QUANTIFICATION AND STATISTICAL ANALYSIS
Principal component analysis for differentiating brain cell-types
A matrix representing the metabolic function scores for 3 brain cell types (i.e., astrocytes, neurons and oligodendrocytes) was constructed by multiplying the metabolic task scores computed in their continuous version (Table S4) with the ones in their binary version (Table S5). A PCA analysis on this matrix was conducted. As this analysis did not enable the differentiation between astrocytes and oligodendrocytes, we performed a subsequent similar PCA analysis by only using the samples related to these specific cell-types.
Clustering of excitatory neurons samples from the ROSMAP dataset
We clustered the samples identified as excitatory neurons by identifying the tasks that were active in more than 50% of the dataset. This threshold has been set with respect to the percentage of excitatory neurons samples associated with a positive diagnosis of Alzheimer’s disease (i.e., 51,2%). Only three metabolic tasks correspond to this criterion: the conversion of phosphatidyl-1D-myo-inositol to 1D-myo-inositol 1-phosphate, the synthesis of tetrahydrofolate synthesis and the synthesis of Tn antigen (Glycoprotein N-acetyl-D-galactosamine. We further used them to divide the samples into 8 metabolic clusters depending on the combination of their activity in each sample (Figures 6A and 6B).

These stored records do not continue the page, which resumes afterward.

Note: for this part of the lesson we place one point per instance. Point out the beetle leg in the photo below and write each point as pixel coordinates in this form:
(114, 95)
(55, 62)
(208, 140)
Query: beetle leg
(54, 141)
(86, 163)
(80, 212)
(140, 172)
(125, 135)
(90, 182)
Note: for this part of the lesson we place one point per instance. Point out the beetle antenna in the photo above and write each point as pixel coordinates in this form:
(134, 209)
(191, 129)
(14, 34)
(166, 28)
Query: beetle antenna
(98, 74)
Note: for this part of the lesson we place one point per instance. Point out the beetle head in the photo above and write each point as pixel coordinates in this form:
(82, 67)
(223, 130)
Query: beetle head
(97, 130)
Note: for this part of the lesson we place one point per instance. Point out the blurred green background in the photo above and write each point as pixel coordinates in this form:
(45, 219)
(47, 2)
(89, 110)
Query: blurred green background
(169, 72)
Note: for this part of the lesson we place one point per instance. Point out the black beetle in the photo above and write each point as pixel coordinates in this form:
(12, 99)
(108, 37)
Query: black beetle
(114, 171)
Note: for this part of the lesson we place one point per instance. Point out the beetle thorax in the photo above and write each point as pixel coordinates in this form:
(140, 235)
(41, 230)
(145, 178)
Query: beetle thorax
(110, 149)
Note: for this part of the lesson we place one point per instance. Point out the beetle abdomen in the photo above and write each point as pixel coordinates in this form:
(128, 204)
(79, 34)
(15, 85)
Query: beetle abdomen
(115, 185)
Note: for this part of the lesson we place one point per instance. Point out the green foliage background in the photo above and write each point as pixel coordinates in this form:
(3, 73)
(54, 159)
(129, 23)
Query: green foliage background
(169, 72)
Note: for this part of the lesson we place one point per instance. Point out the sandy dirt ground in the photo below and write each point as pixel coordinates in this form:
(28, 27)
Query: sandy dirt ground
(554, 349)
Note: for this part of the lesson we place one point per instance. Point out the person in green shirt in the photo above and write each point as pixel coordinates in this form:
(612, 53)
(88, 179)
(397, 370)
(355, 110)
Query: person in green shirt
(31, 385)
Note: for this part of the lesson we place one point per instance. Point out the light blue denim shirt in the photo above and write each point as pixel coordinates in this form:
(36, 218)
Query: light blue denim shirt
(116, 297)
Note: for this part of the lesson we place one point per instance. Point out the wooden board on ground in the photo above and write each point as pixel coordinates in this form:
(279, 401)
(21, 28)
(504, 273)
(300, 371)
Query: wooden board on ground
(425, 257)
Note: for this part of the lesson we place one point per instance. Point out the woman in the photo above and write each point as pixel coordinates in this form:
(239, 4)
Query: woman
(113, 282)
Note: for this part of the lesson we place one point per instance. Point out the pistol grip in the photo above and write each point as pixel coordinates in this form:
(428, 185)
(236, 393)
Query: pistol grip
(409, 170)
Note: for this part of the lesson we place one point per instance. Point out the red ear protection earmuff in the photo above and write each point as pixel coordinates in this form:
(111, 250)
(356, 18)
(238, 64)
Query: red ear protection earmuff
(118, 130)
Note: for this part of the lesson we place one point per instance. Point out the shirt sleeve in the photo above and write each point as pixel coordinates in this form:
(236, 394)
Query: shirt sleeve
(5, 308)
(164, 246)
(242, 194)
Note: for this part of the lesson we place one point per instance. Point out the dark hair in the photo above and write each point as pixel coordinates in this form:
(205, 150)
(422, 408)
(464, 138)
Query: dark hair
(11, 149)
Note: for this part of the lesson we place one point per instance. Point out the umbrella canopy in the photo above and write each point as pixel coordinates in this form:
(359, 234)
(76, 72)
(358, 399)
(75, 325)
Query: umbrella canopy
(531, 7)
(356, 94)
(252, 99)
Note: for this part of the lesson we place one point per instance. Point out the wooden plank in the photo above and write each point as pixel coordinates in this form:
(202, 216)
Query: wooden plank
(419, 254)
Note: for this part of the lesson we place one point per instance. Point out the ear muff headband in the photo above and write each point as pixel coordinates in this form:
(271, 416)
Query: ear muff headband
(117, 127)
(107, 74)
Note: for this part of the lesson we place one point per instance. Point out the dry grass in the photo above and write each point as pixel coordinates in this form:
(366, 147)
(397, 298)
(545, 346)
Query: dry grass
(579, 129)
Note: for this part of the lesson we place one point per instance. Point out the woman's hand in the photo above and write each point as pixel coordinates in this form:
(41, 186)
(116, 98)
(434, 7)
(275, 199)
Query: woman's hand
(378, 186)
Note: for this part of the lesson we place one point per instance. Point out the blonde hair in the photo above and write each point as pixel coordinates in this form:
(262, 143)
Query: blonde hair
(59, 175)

Note that prior to this choice, other clustering methods have been investigated. Our first approach was using k-means clustering. To this end, we used the percentage of coordinates that differ (hamming distance) in the binary matrix of the metabolic task score (active vs non-active) and the matlab function k-means with 10 replicates. To identify the appropriate number of clusters to separate the data, we computed the within-cluster sum of square distance (wws) and the average silhouette value by iteratively increasing the number of clusters from 1 to 15. This approach also led to the identification of 8 metabolic clusters that were displaying the same metabolic dysregulations. In order to ensure the reproducibility of the results presented, we preferred to use a more straightforward clustering method.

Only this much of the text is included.